The company I currently work for has a subscription to the Portland Business Journal, so it’s a paper I have access to each week that I probably wouldn’t read otherwise. It doesn’t have a plethora of pieces that I can use for work, which is theoretically why we receive it, but I frequently find information that’s interesting to me personally. There might be news of a building sale in my neighborhood or a local company getting off the ground that might be relevant to my interests.
In the August 23rd, 2019 issue, there was an interview with author Chuck Klosterman that caught my attention. His name sounded familiar but I was surprised I hadn’t encountered his work before, especially since he moved to Portland a couple of years back.
One specific answer he gave in the interview caught my attention.
PBJ: What is it like being a working author now?
I think it’s extremely difficult for a new person to enter the publishing industry at this point. But I’ve been doing this now for 18 years. I’m kind of inside the gates.
Frankly, with the growing disinterest the public has in reading, the middle class of writing has disappeared. If somebody wants to buy a book, they almost have to know what that book is and who wrote it before they even look for it. In the past when Barnes and Noble and places like that became really popular, people would go to bookstores almost as a social extension of their life, which they still kind of do at Powell’s.
Now, it’s hard to be a writer who exists by selling 20,000 copies of your book. It seems as though you have to sell 300,000 copies and almost work as a kind of celebrity or your book sells less than 5,000 copies and you have to do it as a hobby.
The “growing disinterest the public has in reading” bit hit me like a brick, yet I can’t argue with the perspective. And I certainly can’t forget the local publisher who thought I was overqualified for their open position when I was fresh out of my publishing program back in 2012, looking less at job title and more at gaining actual paid experience at an operational publishing company. Portland has so few of them.

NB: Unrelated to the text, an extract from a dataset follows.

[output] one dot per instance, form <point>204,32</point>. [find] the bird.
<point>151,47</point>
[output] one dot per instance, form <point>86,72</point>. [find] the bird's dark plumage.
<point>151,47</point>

While I can’t argue with a single thing Klosterman says here—it is indeed the state of the industry—the bleak sentiment really got to me. I suppose the angle I’ve taken over the last 20 years has been that publishing books isn’t the only avenue where editorial work—writing, editing, photo research, and the like—is needed. I’ve worked on museum exhibits, multimedia projects, company websites, but also printed books as well.
Young publishers, things may feel increasingly like an idiocracy but that just means your skills are needed even more in this world.